- Born: 1982 (age 43–44) Hanau, Hesse, Germany
- Education: University of Hidesheim
- Known for: Director, Performer, Dramaturg

= Simone Dede Ayivi =

German director and performer

Simone Dede Ayivi (born 1982) is a German director, performer, and dramaturg who lives in Berlin, Germany. Her works play with established ways of seeing by breaking down and placing stereotypes into new contexts. Her work is typically read in relation to her own Afro-German biography and through the lenses of decolonization and afro-feminism.

== Life and education ==
Simone Dede Ayivi was born in 1982 in Hanau am Main, Germany. She studied Cultural Studies and aesthetic practice at the University of Hildesheim. During her time at the university, she also produced numerous theatrical productions and was a member of the management team at the Theaterhaus Hildesheim.

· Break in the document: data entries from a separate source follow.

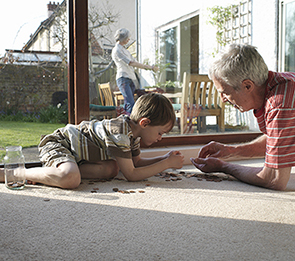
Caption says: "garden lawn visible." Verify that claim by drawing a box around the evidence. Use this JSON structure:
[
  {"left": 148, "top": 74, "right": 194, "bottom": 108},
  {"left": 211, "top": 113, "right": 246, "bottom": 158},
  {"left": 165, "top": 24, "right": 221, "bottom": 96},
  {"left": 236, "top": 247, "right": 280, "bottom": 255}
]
[{"left": 0, "top": 121, "right": 65, "bottom": 159}]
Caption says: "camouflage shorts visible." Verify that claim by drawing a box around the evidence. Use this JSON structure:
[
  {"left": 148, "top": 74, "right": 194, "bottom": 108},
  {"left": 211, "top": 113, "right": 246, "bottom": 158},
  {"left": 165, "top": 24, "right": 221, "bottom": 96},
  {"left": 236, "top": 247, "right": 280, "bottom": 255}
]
[{"left": 39, "top": 130, "right": 77, "bottom": 167}]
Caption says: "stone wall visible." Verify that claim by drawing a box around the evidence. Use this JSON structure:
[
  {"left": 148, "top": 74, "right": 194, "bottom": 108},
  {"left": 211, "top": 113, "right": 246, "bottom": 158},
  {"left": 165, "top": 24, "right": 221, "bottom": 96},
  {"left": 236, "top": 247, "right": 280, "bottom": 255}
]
[{"left": 0, "top": 64, "right": 67, "bottom": 111}]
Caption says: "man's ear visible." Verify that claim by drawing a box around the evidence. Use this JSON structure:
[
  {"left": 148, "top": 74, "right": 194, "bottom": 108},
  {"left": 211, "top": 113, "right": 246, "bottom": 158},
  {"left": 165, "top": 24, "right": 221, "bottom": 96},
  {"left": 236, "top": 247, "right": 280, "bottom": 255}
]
[
  {"left": 242, "top": 79, "right": 255, "bottom": 91},
  {"left": 139, "top": 118, "right": 151, "bottom": 128}
]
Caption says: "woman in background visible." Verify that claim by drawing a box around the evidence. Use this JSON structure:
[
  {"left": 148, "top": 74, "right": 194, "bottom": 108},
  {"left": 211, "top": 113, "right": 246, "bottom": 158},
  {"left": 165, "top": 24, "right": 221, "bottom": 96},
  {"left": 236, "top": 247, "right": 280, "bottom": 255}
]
[{"left": 112, "top": 28, "right": 158, "bottom": 114}]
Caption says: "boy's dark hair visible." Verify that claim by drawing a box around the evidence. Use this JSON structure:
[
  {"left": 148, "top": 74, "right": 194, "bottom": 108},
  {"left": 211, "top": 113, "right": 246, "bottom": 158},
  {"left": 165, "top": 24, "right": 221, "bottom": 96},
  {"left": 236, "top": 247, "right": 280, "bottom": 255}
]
[{"left": 130, "top": 93, "right": 176, "bottom": 129}]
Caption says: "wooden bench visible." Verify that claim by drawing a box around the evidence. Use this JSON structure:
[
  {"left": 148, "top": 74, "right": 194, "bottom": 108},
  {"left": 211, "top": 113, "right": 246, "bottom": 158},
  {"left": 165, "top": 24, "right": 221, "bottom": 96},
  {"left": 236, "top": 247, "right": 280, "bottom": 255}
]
[{"left": 180, "top": 72, "right": 225, "bottom": 134}]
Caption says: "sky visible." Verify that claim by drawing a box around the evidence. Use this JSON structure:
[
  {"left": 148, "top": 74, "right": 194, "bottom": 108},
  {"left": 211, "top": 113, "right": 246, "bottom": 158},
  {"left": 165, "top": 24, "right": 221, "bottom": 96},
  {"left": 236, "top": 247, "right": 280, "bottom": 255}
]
[{"left": 0, "top": 0, "right": 52, "bottom": 57}]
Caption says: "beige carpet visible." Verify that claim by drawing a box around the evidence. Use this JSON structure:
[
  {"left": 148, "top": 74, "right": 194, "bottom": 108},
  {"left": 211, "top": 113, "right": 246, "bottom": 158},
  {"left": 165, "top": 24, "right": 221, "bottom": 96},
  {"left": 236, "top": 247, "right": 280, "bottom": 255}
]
[{"left": 0, "top": 160, "right": 295, "bottom": 261}]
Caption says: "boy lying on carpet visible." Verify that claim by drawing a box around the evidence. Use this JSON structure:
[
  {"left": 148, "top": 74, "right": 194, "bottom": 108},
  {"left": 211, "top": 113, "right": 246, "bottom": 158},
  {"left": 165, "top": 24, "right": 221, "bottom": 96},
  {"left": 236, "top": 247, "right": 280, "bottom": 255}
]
[{"left": 0, "top": 93, "right": 184, "bottom": 189}]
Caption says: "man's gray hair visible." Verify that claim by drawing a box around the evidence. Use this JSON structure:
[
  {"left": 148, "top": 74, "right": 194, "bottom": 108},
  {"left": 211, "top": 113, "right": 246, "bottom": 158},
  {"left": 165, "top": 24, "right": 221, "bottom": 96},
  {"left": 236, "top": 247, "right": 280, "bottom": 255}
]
[
  {"left": 209, "top": 44, "right": 268, "bottom": 89},
  {"left": 114, "top": 28, "right": 130, "bottom": 42}
]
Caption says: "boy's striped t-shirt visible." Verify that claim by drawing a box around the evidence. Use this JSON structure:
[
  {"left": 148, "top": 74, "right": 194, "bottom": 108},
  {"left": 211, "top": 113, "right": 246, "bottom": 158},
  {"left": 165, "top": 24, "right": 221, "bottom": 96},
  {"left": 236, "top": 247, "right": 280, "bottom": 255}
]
[{"left": 254, "top": 71, "right": 295, "bottom": 168}]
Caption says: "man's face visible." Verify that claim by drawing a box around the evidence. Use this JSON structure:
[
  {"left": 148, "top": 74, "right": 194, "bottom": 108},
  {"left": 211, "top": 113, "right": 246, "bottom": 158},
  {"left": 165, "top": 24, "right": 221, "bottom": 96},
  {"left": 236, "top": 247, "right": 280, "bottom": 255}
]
[{"left": 213, "top": 79, "right": 253, "bottom": 112}]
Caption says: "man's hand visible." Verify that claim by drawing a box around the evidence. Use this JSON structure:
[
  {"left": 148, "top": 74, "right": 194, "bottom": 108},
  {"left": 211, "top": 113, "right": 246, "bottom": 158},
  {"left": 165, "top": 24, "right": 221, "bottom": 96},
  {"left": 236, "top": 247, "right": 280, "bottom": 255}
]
[{"left": 198, "top": 141, "right": 232, "bottom": 158}]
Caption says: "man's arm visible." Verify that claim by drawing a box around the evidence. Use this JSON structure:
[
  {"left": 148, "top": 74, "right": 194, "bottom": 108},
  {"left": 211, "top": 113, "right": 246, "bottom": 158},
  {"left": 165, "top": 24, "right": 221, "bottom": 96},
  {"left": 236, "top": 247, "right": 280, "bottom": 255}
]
[
  {"left": 198, "top": 135, "right": 266, "bottom": 158},
  {"left": 191, "top": 157, "right": 291, "bottom": 190}
]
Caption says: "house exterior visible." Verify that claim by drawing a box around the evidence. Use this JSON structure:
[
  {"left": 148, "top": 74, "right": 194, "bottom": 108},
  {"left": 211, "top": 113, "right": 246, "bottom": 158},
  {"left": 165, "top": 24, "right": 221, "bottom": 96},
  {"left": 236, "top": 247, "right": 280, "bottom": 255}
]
[
  {"left": 140, "top": 0, "right": 295, "bottom": 130},
  {"left": 2, "top": 0, "right": 295, "bottom": 130}
]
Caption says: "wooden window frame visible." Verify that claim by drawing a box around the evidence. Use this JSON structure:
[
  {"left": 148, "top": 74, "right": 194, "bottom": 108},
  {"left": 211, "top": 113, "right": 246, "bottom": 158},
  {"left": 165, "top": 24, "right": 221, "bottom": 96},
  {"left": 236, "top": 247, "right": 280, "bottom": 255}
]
[{"left": 68, "top": 0, "right": 261, "bottom": 147}]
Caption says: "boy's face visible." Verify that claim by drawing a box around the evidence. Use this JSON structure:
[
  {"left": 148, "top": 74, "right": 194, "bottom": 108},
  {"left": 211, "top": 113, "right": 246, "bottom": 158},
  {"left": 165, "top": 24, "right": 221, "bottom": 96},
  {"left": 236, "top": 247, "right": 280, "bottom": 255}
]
[{"left": 140, "top": 123, "right": 171, "bottom": 146}]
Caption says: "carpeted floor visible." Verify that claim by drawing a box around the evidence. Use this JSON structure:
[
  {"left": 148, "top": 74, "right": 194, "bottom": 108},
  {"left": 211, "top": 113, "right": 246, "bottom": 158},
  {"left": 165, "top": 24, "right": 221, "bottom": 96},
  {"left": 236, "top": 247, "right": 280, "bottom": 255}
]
[{"left": 0, "top": 159, "right": 295, "bottom": 261}]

While Simone Dede Ayivi is most known for her theater productions, she has is also a published writer, having written essays for various publications including taz and a contribution to the anthology collection Eure Heimat ist unser Albtraum (2019) titled "Zusammen" which was translated to English and published in the US in 2020 as "Together."

== Major works ==
Her major works include Queens (2018), First Black Woman in Space (2016), Now I'm Here, Performing Black (2015), Black Hair Politics, We Play., and War of the Squirrels.